Enregistrement rare s’il en est, première mondiale, celui-ci – publié il y a plusieurs mois – avait échappé à notre attention. Seule la musicologie anglo-saxonne semble s’être intéressée à Ludford et à son œuvre, dont les éditions ont attendu les années 60-70 pour être connues. Si quelques formations d’Outre-Manche, particulièrement The Cardinall’ Musick, l’ont illustrée, dans d’autres pièces, c’est la première fois que ce répertoire déborde le Royaume-Uni.
Le nom de Dunstable, souvent associé à notre compositeur, est connu, sinon familier des amateurs de musique ancienne, mais celui de Ludford l’est moins (1), participant de la génération intermédiaire entre le premier et Byrd. Qualifié d’ « un des derniers génies méconnus de la polyphonie de l’époque Tudor » attaché à Westminster, son nom disparaît lors de la Réforme (David Skinner, après Bergsagel, chacun réalisant l’édition moderne de son œuvre). Il nous laisse un corpus impressionnant (ainsi 17 messes), dont le cycle marial des sept Lady masses, à trois parties, que nous connaissons à travers un manuscrit ayant appartenu à Henry VIII et à la très catholique Catherine d’Aragon.
A en croire les théoriciens anglais du temps, cette musique fait appel à l’«ymaginacion » du chanteur, appelé à improviser un contrepoint sur la ligne de plain-chant. L’écriture de Ludford (2) en est l’illustration, autour de la teneur (confiée à la partie de ténor), et cette lecture confère une vie singulière à une musique que l’on redoutait austère. Le lecteur trouvera dans la New Oxford History of Music (III, pp. 335 sqq) les données les plus sûres relatives à la complexité du contrepoint.
Plain-chant et polyphonie se nourrissent mutuellement plus qu’ils ne s’opposent. Pour nos oreilles, l’archaïsme est patent, de la formation, du contrepoint autour d’une teneur, des cadences. Nous sommes encore fort loin de la musique liturgique de Byrd, et encore davantage du chant anglican qui s’épanouira ensuite.
Trois chanteurs – Jérémie Couleau, initiateur de La Quintina, se charge de la teneur ; le superius est confié à Esther Labourdette, au timbre juvénile, à Sylvain Manet le contra, et Christophe Deslignes à l’orgue portatif, la formation est idéale pour ce style.
Comment rester insensible à la jubilation du Nowell sying we bothe qui ouvre le récital ? Sa vigueur rythmique, le traitement renouvelé de la mélodie s’impriment dans notre mémoire, servis par des voix qui ont plaisir à s’accorder avec l’orgue portatif. Le Kyrie qui suit, puissant malgré l’effectif, est un régal : Jérôme Couleau, qui a longuement mûri son projet, explicite son choix interprétatif dans la riche notice d’accompagnement (3) familier de ce répertoire (4), avec la réflexion musicologique la mieux documentée.

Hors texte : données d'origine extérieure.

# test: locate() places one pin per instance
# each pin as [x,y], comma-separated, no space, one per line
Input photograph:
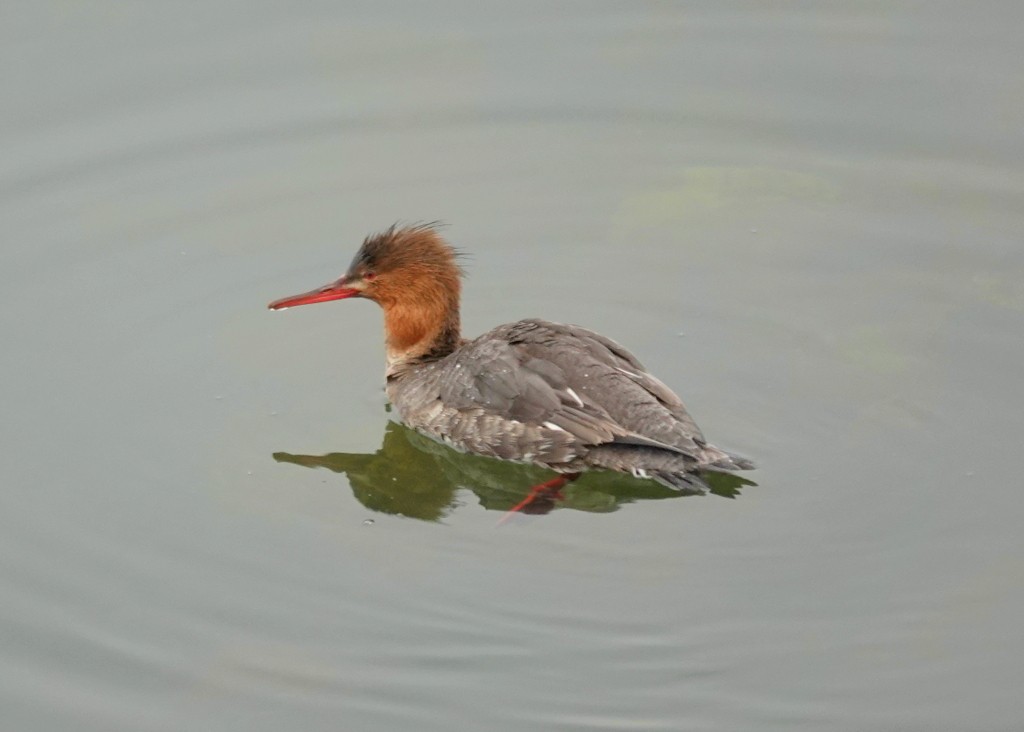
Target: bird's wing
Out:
[567,379]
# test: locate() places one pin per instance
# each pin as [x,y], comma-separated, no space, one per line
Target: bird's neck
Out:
[421,330]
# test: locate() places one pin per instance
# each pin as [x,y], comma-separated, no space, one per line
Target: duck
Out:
[560,396]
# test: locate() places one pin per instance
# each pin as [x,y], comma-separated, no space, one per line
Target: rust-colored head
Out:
[411,272]
[400,264]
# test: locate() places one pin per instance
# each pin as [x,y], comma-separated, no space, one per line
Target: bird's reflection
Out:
[412,475]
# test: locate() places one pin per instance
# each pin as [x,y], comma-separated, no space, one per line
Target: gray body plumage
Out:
[559,396]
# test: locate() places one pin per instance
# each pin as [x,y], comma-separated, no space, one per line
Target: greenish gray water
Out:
[805,217]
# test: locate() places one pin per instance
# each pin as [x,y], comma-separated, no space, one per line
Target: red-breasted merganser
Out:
[559,396]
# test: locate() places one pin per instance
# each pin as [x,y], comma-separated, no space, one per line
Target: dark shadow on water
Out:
[412,475]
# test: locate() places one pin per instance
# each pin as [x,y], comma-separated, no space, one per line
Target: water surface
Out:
[803,216]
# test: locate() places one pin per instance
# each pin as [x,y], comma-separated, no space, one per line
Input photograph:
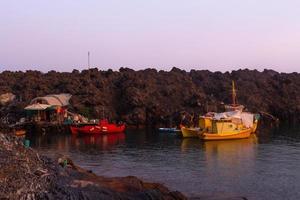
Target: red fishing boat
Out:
[103,127]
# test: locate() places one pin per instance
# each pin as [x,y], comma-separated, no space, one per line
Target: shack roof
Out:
[53,99]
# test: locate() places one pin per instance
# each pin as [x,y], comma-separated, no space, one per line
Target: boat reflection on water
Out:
[103,142]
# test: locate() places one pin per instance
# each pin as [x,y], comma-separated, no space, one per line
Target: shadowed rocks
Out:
[151,97]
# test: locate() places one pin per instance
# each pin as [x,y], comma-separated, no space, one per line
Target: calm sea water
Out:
[265,166]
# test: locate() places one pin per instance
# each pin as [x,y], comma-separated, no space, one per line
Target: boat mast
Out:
[233,94]
[88,59]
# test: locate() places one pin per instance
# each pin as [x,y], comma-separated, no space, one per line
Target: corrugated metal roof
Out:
[53,99]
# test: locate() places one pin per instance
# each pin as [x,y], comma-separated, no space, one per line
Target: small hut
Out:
[50,108]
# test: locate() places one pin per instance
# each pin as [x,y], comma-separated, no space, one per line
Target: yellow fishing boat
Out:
[233,124]
[20,132]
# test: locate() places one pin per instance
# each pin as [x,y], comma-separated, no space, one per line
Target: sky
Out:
[218,35]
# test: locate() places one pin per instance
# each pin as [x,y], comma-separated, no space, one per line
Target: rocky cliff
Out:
[152,97]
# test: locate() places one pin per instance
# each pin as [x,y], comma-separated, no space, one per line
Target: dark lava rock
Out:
[151,97]
[24,174]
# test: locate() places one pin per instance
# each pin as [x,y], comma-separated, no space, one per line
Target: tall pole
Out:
[233,94]
[88,59]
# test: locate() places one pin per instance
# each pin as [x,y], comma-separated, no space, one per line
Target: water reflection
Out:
[247,167]
[102,142]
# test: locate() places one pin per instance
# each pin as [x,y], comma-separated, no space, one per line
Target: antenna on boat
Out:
[233,93]
[88,59]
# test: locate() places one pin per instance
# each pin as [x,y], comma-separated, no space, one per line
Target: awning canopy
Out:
[37,106]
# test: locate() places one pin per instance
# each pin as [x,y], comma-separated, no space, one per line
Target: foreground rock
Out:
[26,175]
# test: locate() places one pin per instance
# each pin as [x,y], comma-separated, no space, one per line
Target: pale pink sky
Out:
[192,34]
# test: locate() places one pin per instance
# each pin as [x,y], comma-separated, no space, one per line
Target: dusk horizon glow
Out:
[197,34]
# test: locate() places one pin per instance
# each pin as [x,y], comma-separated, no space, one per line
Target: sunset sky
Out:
[217,35]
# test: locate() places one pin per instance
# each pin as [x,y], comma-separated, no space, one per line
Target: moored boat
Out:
[20,132]
[233,124]
[190,132]
[103,127]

Les versets – monodiques dans leur notation manuscrite – sont ici considérés comme matériau à compléter, ainsi qu’ y invitent les écrits du temps, et le chatoiement intimiste qui s’en dégage suffit à lui seul à en valider le parti pris. L’intérêt ne se démentira pas tout au long de cette messe, deuxième du cycle de Ludford. Pendant du noël d’ouverture, tout d’abord une glose instrumentale, proprement inouïe, où l’on croit avoir affaire à trois instrumentistes, aux souffles et inflexions incroyables, un régal. Enfin, pour conclure, d’un anonyme, An hevenly songe, chanson d’édification où unissons et polyphonies alternent pour notre bonheur. Ajoutez à cela une prise de son qui nous offre tout, y compris les bruits du soufflet et de la mécanique, et vous aurez compris comment nous avons été conquis par cet enregistrement aussi courageux que gratifiant. A découvrir.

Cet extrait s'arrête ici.